Attention—our most precious resource—is in increasingly short supply. To win the war for our attention, news organizations must make themselves indispensable by producing journalism that helps make sense of the flood of information that inundates us all.
Attention, with respect to Herbert Simon, is not scarce. It is a constant.
It’s just managed in ways that readers of the Columbia Journalism Review may find disappointing.
Contrary to the earnest claims made, the current news media offers many quick and easy solutions for anyone suffering from ‘information overload.’ Matt Drudge has carved an online niche offering exactly that. Traditional television newscasts have long offered another version. Time and Newsweek yet another. There are plenty of filters for people who want their information ‘filtered.’
The question is why they should want the stuff in the first place.
So IMHO, the CJR piece is a typical, well-researched, arse-about-face piece of thinking on why people bother to pick up political and public policy information.
Increase in the supply of news does not mean increasing public knowledge of public affairs, or political participation, for reasons Anthony Downs outlined back in 1957, in An Economic Theory of Democracy — there are no incentives.

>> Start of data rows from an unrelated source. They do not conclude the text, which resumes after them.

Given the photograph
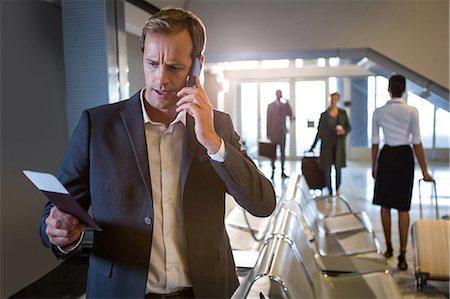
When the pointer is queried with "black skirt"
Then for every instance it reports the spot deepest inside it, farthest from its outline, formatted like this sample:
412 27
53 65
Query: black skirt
395 177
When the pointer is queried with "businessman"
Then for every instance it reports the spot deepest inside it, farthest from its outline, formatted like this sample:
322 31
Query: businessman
277 111
155 169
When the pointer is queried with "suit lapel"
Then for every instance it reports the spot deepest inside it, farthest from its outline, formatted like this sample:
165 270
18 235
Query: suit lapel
134 125
189 148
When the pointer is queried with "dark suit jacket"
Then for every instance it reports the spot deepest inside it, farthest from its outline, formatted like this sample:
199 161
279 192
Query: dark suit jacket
106 167
326 147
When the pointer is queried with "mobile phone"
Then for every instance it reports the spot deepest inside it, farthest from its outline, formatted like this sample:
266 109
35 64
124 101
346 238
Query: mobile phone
196 69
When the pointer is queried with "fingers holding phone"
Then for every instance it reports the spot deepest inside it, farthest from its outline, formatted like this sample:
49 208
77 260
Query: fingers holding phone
62 228
196 102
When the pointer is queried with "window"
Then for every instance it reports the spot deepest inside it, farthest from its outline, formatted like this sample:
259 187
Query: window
442 125
426 118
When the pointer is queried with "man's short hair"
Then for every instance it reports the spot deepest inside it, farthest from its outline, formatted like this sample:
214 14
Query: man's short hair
397 85
175 20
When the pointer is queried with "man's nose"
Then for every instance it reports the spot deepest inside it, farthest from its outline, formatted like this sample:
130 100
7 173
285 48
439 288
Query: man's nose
163 76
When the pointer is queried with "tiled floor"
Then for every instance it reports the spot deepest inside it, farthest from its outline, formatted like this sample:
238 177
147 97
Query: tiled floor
357 187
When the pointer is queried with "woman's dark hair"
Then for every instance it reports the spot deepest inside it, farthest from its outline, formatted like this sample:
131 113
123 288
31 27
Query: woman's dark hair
397 85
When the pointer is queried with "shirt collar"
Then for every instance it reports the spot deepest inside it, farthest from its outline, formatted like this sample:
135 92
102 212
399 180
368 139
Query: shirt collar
396 100
181 116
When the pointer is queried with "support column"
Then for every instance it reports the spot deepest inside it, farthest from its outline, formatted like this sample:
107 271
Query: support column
358 112
94 55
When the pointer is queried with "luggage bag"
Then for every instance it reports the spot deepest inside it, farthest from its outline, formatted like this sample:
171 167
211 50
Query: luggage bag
430 239
314 176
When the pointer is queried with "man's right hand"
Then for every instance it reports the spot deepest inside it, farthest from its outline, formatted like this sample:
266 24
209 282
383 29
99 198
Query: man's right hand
63 229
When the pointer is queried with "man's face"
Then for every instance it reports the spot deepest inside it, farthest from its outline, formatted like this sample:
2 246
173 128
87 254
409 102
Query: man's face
278 94
334 100
167 61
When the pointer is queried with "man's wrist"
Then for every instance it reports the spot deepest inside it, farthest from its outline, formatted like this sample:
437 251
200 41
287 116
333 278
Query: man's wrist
68 249
220 155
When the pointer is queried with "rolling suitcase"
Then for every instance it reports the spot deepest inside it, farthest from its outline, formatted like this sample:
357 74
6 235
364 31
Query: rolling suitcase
314 176
430 239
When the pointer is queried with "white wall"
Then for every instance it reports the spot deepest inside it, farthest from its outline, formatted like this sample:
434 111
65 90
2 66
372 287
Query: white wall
414 33
33 133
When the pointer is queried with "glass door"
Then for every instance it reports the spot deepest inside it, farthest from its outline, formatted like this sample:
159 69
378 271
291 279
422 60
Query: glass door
310 102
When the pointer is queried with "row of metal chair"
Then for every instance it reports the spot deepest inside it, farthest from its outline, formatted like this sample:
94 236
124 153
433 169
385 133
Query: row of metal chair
288 264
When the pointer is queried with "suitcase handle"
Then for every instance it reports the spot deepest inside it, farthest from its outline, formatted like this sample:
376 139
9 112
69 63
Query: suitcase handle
435 197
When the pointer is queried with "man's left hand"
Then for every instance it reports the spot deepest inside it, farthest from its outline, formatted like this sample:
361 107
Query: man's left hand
195 101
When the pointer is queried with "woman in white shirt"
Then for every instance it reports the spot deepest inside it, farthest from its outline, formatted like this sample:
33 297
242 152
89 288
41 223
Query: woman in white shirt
393 168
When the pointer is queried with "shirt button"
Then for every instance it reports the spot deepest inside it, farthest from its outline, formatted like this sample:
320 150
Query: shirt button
148 220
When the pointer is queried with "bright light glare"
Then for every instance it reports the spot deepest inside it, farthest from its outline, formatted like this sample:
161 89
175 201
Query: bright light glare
241 65
275 64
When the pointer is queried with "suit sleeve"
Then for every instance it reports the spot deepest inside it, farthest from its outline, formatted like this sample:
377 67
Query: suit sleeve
73 174
249 187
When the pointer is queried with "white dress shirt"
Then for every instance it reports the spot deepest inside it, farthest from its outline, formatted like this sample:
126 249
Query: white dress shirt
168 269
399 121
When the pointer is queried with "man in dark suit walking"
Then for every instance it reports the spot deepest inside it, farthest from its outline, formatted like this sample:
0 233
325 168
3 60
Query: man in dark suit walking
155 170
277 111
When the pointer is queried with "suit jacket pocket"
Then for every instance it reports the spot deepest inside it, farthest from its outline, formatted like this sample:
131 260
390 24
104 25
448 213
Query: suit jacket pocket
101 266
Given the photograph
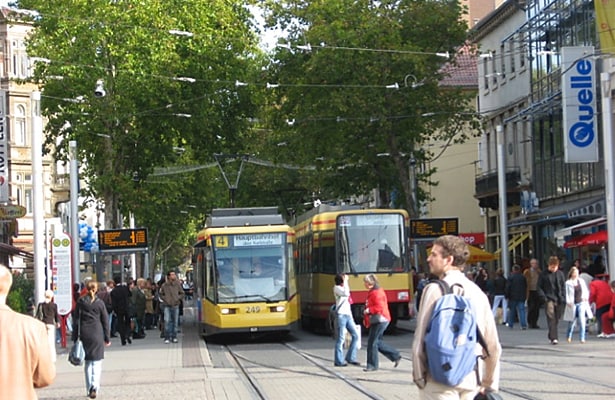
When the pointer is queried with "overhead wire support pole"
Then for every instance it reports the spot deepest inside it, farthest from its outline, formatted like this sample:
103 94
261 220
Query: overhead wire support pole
609 158
232 187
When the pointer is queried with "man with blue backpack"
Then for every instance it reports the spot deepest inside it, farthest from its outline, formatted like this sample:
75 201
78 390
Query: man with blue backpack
456 349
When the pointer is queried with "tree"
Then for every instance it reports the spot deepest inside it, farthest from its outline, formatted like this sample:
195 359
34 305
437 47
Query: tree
166 70
354 102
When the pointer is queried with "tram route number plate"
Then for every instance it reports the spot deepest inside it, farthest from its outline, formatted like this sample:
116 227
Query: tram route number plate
122 239
431 228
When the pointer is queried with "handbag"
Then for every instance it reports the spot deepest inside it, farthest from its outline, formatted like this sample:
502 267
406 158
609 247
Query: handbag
488 396
377 319
76 355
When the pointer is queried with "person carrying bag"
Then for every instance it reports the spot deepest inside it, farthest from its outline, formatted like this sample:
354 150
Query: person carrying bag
76 356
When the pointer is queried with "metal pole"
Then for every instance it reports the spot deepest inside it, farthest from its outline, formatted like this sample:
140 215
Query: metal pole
38 197
501 156
415 207
133 256
74 217
609 164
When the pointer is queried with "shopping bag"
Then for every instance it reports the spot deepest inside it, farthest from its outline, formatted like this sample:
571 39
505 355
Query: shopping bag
76 356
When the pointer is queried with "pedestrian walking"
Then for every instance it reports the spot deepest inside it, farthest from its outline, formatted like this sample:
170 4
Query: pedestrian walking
345 322
47 312
534 301
120 299
577 304
499 295
91 325
551 289
171 294
446 260
377 318
25 355
516 292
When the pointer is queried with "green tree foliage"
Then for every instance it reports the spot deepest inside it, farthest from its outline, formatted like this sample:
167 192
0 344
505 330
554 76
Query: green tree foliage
333 108
169 70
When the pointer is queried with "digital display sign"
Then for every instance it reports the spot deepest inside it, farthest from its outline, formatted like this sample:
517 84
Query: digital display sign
432 228
122 239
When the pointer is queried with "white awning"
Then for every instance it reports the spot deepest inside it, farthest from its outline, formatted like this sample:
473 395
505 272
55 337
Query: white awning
567 231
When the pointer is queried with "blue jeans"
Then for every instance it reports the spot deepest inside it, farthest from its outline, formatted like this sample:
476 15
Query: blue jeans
92 369
171 316
345 322
516 306
375 344
582 323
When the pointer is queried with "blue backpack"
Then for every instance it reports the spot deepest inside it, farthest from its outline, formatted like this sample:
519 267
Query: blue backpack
451 337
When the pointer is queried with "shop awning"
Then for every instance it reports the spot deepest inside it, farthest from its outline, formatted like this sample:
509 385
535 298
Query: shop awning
584 208
15 251
596 238
476 255
567 231
573 242
592 239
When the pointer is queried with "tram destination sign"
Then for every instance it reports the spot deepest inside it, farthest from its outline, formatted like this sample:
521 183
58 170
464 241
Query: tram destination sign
122 239
431 228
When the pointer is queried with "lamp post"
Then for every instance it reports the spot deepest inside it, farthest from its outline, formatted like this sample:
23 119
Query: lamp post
503 199
39 228
74 218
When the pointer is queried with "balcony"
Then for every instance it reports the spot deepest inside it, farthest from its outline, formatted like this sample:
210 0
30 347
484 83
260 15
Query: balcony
486 188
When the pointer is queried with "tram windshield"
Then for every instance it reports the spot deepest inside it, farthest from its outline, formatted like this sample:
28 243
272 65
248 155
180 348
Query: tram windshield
370 243
250 267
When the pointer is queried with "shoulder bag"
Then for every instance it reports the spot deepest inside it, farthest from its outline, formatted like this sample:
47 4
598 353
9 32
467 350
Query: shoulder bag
76 356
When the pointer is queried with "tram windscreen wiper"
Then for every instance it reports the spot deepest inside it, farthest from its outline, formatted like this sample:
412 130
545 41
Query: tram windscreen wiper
267 299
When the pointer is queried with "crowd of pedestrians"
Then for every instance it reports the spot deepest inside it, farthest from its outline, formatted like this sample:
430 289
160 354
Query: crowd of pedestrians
580 297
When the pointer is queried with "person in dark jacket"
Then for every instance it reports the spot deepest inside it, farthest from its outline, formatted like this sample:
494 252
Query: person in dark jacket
552 292
47 311
499 295
91 324
516 292
120 299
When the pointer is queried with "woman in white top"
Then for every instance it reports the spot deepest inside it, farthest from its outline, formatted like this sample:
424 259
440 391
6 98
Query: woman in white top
345 321
577 304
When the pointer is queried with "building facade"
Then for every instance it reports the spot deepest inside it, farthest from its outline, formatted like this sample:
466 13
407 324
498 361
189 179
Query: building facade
16 236
520 90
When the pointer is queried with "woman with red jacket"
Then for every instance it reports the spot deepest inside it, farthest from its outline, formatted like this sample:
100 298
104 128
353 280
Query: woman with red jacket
609 317
377 319
600 294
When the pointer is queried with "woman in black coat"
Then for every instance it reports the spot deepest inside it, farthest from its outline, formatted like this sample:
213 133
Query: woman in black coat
91 313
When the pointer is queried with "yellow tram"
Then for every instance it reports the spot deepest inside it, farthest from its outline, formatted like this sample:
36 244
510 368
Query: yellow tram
244 273
354 241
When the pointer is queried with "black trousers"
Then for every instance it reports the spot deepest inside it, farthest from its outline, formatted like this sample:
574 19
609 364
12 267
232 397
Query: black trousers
123 325
533 309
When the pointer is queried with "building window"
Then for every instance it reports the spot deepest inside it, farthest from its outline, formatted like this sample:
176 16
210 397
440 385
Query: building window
23 191
20 126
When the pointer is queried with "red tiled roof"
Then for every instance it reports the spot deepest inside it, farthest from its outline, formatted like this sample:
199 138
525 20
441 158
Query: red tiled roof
463 72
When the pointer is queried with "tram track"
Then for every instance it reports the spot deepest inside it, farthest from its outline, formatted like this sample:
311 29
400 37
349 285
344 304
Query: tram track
243 365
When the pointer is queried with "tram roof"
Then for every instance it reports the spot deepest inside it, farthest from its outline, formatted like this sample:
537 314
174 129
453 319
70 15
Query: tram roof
253 216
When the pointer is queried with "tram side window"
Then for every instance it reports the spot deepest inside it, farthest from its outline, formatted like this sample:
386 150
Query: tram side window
327 256
209 269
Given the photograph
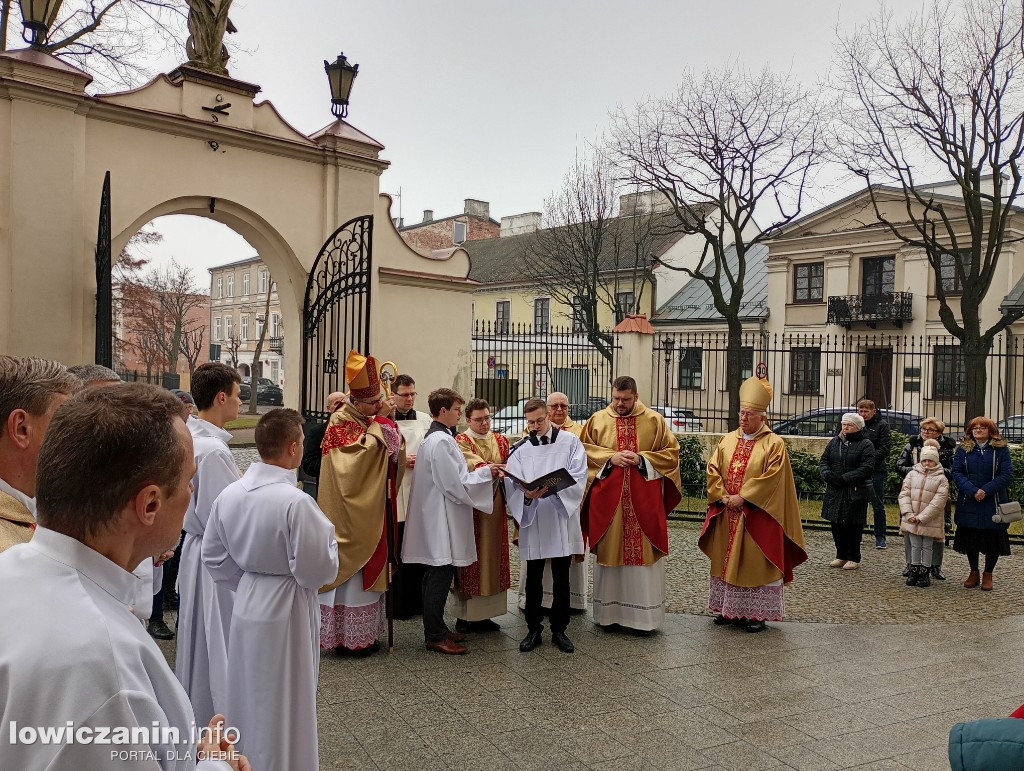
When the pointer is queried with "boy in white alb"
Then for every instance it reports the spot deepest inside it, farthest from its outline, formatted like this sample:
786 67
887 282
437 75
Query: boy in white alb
549 524
205 608
271 545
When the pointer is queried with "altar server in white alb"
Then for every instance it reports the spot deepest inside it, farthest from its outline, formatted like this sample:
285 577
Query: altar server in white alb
439 521
270 544
114 480
549 524
205 607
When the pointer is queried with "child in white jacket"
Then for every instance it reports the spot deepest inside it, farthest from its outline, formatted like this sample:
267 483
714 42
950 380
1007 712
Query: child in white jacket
922 503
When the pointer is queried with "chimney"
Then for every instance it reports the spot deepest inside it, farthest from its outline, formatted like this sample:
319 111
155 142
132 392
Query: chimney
477 208
520 223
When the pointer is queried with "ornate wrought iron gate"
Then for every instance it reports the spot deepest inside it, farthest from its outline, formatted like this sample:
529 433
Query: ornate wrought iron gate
104 295
336 312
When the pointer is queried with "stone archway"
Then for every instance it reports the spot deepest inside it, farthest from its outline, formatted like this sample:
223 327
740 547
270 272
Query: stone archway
286 270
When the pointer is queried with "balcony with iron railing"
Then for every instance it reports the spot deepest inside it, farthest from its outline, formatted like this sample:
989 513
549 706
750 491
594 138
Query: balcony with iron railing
885 308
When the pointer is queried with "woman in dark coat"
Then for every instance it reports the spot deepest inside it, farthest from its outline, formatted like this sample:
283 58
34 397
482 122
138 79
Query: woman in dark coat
983 472
847 466
931 428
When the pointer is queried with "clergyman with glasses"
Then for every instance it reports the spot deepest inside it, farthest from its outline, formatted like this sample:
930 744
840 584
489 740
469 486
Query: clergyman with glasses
558 414
479 594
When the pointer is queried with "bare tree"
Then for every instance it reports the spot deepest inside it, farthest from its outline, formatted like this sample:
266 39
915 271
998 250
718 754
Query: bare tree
727 145
232 345
110 39
940 95
257 368
157 307
193 342
590 255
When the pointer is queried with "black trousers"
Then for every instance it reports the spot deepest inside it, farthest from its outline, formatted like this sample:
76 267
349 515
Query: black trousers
407 586
559 589
847 538
436 583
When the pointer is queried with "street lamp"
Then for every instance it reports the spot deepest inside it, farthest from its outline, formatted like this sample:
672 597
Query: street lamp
341 75
37 17
668 344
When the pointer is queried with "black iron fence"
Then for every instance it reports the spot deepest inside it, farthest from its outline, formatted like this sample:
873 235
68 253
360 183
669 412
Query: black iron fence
165 379
918 375
514 361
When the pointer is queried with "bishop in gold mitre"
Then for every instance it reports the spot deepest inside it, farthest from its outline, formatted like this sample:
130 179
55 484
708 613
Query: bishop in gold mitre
364 460
752 531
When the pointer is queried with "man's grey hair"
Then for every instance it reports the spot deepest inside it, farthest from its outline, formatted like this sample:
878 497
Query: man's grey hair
30 383
93 374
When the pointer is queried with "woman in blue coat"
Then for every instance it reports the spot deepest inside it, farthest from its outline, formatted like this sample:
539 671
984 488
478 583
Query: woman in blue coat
983 472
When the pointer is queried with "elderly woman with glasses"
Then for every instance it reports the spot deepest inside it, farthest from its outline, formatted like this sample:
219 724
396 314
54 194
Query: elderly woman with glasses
983 473
931 428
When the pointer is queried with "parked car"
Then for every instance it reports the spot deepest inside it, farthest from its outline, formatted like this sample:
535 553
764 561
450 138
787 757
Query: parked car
1012 428
825 422
581 412
267 393
186 398
679 419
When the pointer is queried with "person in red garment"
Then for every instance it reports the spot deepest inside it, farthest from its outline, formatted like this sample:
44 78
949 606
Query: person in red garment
633 465
752 531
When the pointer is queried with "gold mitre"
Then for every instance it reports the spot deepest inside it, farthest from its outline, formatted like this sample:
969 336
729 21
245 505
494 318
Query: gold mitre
756 392
363 376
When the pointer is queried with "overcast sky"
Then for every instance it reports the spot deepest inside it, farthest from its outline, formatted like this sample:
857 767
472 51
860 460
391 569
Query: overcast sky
492 99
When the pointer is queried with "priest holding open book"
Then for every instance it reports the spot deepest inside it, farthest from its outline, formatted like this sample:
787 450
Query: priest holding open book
548 517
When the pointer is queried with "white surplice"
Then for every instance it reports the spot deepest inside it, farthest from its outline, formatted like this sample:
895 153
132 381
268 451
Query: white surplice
548 526
413 431
86 660
439 521
270 543
204 606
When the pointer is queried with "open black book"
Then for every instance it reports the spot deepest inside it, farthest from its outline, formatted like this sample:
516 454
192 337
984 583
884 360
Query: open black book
555 481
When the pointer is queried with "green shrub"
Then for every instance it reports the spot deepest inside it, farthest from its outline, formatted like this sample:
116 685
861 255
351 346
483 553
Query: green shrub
692 469
806 470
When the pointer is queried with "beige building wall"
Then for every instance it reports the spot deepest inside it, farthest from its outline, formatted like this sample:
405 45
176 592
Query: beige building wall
283 191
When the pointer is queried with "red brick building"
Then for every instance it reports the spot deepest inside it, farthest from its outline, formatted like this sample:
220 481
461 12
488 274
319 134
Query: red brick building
473 224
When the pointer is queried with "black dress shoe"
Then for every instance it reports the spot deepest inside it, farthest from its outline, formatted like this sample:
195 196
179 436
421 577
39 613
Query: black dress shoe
530 641
563 643
159 630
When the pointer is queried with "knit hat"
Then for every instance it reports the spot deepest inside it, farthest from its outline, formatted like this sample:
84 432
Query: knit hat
930 452
853 418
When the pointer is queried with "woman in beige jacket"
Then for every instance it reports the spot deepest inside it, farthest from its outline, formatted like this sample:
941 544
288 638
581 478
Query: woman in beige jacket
922 506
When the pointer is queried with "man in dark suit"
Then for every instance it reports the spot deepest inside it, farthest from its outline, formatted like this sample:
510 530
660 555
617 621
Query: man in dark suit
311 454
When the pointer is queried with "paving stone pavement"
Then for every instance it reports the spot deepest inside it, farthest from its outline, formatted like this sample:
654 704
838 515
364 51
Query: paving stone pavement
877 687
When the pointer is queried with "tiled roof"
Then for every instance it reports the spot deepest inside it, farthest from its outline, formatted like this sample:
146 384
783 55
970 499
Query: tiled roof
505 259
694 303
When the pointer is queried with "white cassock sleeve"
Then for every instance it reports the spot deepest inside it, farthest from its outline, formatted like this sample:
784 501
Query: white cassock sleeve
216 471
218 562
312 545
460 485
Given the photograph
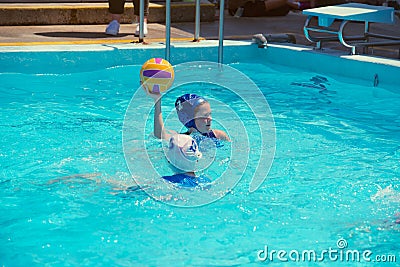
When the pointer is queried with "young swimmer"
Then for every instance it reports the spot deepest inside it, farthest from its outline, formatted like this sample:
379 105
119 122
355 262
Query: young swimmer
193 111
183 154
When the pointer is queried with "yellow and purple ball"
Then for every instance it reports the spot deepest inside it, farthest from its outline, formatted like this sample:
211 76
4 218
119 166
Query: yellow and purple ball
157 75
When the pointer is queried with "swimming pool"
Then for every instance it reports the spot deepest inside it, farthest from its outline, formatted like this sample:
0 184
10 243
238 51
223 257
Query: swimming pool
333 183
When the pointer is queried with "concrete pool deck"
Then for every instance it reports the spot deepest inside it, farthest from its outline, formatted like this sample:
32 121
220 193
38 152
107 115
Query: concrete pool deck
234 29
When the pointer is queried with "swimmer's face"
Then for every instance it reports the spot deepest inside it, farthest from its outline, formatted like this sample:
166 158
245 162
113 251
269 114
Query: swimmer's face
203 117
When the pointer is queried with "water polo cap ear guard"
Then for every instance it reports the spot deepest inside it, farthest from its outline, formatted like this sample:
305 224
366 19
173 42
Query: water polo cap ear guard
185 106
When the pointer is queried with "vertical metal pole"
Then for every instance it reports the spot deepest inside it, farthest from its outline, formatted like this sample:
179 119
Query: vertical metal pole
221 31
167 29
197 22
141 21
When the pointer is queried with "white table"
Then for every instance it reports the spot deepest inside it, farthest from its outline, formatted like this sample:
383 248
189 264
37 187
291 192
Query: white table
347 13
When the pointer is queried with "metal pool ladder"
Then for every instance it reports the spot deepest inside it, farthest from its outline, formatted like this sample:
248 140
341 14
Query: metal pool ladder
197 27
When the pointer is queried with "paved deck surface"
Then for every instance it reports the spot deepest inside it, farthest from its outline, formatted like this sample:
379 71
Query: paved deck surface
235 28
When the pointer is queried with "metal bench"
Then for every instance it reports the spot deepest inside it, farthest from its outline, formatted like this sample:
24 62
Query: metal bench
345 13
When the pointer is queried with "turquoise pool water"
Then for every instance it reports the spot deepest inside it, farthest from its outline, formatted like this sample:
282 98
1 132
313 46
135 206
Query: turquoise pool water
64 182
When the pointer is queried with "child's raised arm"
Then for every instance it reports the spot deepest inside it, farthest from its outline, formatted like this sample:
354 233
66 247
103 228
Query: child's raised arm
159 131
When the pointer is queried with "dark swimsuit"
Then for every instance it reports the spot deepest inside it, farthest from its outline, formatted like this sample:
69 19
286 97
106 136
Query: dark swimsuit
185 180
201 136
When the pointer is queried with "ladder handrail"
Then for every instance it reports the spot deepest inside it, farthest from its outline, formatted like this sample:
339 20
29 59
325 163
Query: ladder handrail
197 27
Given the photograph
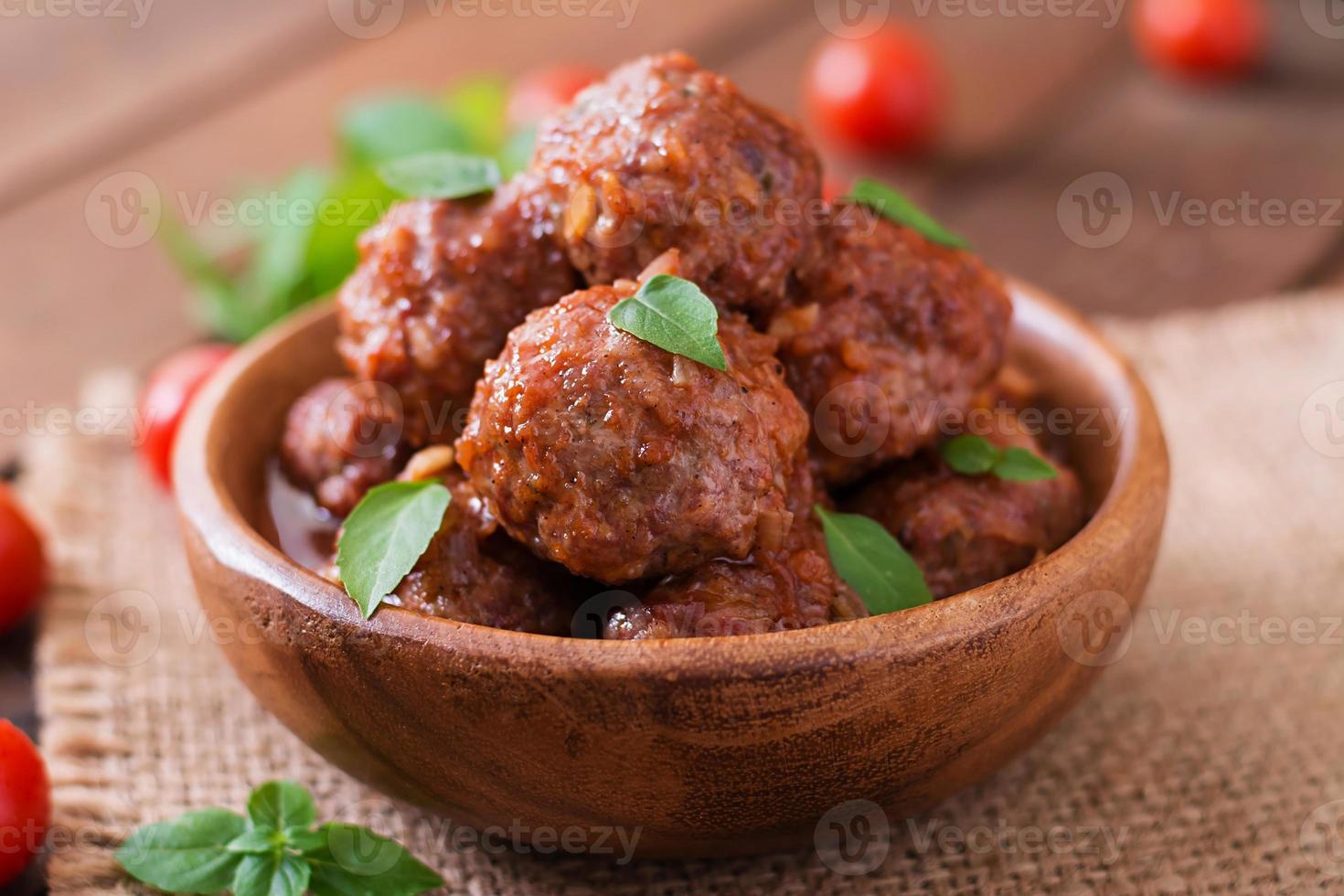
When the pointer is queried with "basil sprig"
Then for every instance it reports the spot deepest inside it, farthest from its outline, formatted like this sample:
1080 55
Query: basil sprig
872 563
674 315
894 206
441 175
272 852
385 536
976 455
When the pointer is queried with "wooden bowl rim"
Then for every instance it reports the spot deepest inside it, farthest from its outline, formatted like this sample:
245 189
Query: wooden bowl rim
206 506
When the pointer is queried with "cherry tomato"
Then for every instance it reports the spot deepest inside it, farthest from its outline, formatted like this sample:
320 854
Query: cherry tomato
25 802
1201 39
882 93
165 398
22 561
540 91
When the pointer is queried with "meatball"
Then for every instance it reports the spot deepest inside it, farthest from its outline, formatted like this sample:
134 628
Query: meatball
342 438
966 531
620 460
475 572
664 155
777 589
886 335
438 286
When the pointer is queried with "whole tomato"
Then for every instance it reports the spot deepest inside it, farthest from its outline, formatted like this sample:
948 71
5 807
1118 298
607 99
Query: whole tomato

After all, why can’t you buy Foreign Affairs at the supermarket counter? And why are elites so irritatingly well-informed?
It’s because supermarket shoppers lack incentives to gain expertise in foreign policy, and because elites get social value from being ‘in the loop,’ and because they honestly believe — hey, they are elites! — that they can use the information they acquire.
No one in journalism has bothered listening to Downs, and journalists still act amazed when people don’t soak up vinegar like wine.
Look at the recent example of India,and its much-vaunted news media explosion. How does an India commentator view the impact of the growth in news on the political process?
There is little doubt that the growing number of television news channels as well as newspapers have provided wider and deeper coverage of elections. But how has the media boom impacted a critical aspect of democracies: voter turnout?
A look at voter turnout trends in the last four Parliament elections and also data on voter turnout in some assembly elections, including Delhi, Uttar Pradesh and the most recent elections held in Karnataka, viewed in light of sharp increases in television audiences and newspaper readers during the same period leads to one startling conclusion: There appears to be very low correlation between Indian voter turnout and growing media—and presumably information—sources.
So enough with the supply-side nonsense. This is a demand-side problem. People need incentives to acquire the political stuff, and if you want to incentivize them you have to also grapple with the consequences of a more informed public (just ask a doctor).
If you’re an optimist, you might agree with Paul Krugman’s explanation for the general lousiness of British food before the 1990s. Krugman observed:
[A] free-market economy can get trapped for an extended period in a bad equilibrium in which good things are not demanded because they have never been supplied, and are not supplied because not enough people demand them.
The journalism analogy? Educated news palates will bring a taste for meatier coverage.
But if you’re a pessimist you might take the view of the editor of Britain’s Daily Mail, Paul Dacre:
[I]f mass-circulation newspapers, which, of course, also devote considerable space to reporting and analysis of public affairs, don’t have the freedom to write about scandal, I doubt whether they will retain their mass circulations with the obvious worrying implications for the democratic process.
And — by the way — being an academic, I’m neither optimist nor pessimist. What about you?